Change a Metal Bracelet
To remove and attach a metal bracelet, follow these step-by-step instructions:
- (Optional) Use the pointed end of your spring bar tool to depress the spring bar holding the bracelet together. This is found where the bracelet clasp attaches.
- Put the smaller fork on your spring bar tool.
- Notice the gap at the back by each lug where the spring bar attaches. This is where you will be able to access the spring bar.
- Holding the watch firmly, insert the forked end of the spring bar tool at the top of the gap, closest to the lug.
- Feel the fork catch the spring bar’s ridges and gently compress it and slide the end of the bracelet out of the lug. The bracelet will now come out of this side.
- Repeat the process on the other side.
- Slide the spring bar into one end of the new bracelet.
- Seat one end of the spring bar into the hole of the lug closest to the table.
- Using your spring bar tool, compress the spring bar’s top end and slide the bracelet into place. Feel the spring bar snap into the lug.
- Check that the spring bar is securely in the lugs’ holes and repeat the process on the other side.
Some metal bracelets have end caps. These make the bracelet look like it’s part of the watch’s case. With these types of bracelets, there is not a gap between the watch case and the bracelet.
In these cases, you’ll still follow these instructions, but you may need to work a little bit to get the ends of the bracelet loose.
Attach a NATO Strap
To attach a NATO strap, follow these step-by-step instructions:
- Attach the spring bars to the watch by placing one end in a lug hole and compressing the bar to slide it into the other hole.
- Notice the NATO strap has a long layer and a short layer, held together by a metal ring.
- Slide the long layer out of the loop.
- With the top of the clasp on the NATO strap facing up, tread the long layer over the spring bar at the top of the watch and behind the case.
- Slide the watch to the top of the NATO and thread the long layer up through the bottom spring bar.
- Thread the long layer of the NATO through the metal ring on the shorter layer.
Sometimes it’s best to attach the spring bars after putting the watch in place on the strap rather than threading the strap through them.
This is especially true if you have a leather NATO, which could be damaged when threading it through the spring bars. This will also apply if you have a very thick NATO strap.

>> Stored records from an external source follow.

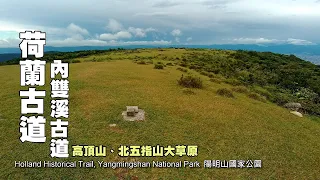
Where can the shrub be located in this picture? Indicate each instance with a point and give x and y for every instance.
(182, 69)
(188, 91)
(150, 62)
(257, 97)
(76, 61)
(158, 66)
(141, 62)
(225, 92)
(190, 82)
(240, 89)
(216, 80)
(233, 82)
(262, 92)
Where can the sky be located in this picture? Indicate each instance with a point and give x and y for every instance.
(162, 22)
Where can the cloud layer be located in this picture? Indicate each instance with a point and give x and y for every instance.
(120, 22)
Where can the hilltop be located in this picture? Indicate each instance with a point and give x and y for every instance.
(248, 124)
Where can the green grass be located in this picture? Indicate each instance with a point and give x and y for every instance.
(223, 128)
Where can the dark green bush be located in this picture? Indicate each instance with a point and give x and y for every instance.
(257, 97)
(141, 62)
(188, 91)
(225, 92)
(190, 82)
(182, 69)
(158, 66)
(76, 61)
(240, 89)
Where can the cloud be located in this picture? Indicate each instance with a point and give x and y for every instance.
(272, 41)
(118, 35)
(176, 32)
(165, 4)
(140, 32)
(77, 29)
(299, 42)
(254, 41)
(217, 3)
(114, 25)
(10, 42)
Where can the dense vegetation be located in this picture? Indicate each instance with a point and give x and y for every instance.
(50, 56)
(277, 77)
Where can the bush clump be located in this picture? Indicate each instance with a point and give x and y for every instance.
(216, 80)
(225, 92)
(158, 66)
(240, 89)
(182, 69)
(190, 82)
(75, 61)
(141, 62)
(257, 97)
(188, 91)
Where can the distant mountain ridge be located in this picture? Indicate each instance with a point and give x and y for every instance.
(309, 53)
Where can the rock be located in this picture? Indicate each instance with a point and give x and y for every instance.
(135, 108)
(133, 113)
(296, 113)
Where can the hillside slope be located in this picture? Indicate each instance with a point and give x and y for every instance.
(223, 128)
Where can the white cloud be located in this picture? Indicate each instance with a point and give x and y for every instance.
(299, 42)
(10, 42)
(114, 25)
(271, 41)
(254, 41)
(118, 35)
(176, 32)
(139, 32)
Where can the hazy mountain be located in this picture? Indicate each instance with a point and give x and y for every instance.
(309, 53)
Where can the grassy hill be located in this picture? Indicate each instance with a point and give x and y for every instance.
(224, 128)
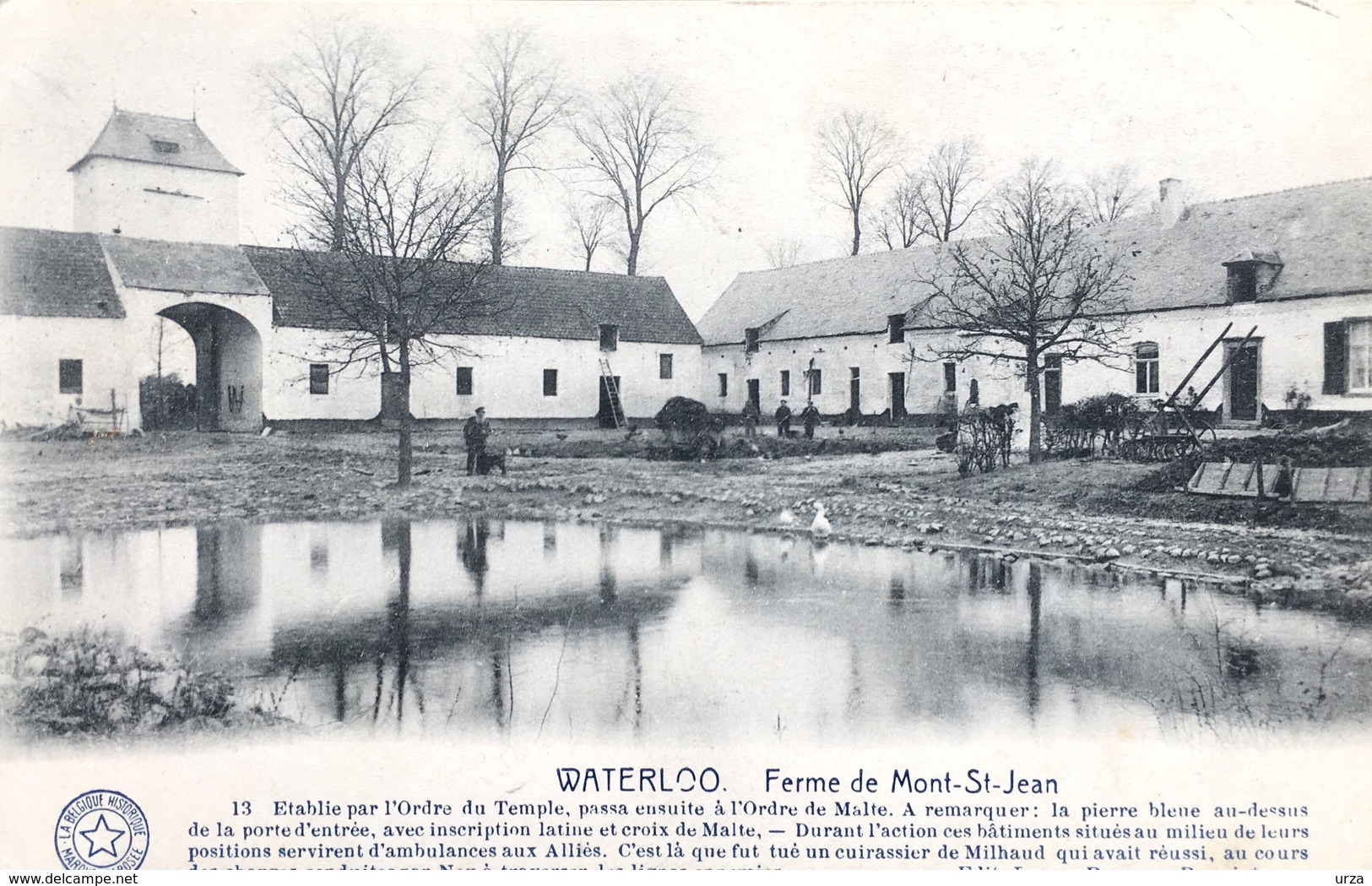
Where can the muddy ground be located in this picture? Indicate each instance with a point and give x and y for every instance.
(1104, 510)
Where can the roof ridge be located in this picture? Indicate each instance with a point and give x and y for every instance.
(1268, 193)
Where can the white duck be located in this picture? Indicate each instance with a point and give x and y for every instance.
(821, 528)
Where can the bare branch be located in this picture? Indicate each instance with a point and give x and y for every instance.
(519, 99)
(855, 149)
(336, 98)
(1040, 285)
(641, 153)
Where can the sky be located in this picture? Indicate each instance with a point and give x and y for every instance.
(1233, 98)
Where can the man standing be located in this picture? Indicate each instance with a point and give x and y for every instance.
(475, 433)
(783, 420)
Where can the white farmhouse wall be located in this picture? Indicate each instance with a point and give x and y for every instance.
(30, 350)
(157, 202)
(1291, 336)
(507, 378)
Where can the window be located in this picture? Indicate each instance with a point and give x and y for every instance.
(318, 378)
(1146, 368)
(1244, 281)
(69, 376)
(896, 327)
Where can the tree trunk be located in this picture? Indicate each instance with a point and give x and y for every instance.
(632, 265)
(405, 459)
(498, 217)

As you’ve seen, removing and attaching watch straps and bracelets is pretty straightforward. As long as you have the right tools and a bit of patience, you’ll be able to swap straps pretty quickly.
Now you’ll be able to throw your diver on a NATO or soften the look of a watch by adding a leather band.
With so many strap options, it’s important to understand how they can affect a watch’s look.
This is especially true when considering how a watch fits your proportions. Sometimes a metal bracelet can make a watch look too big and chunky on a slender wrist.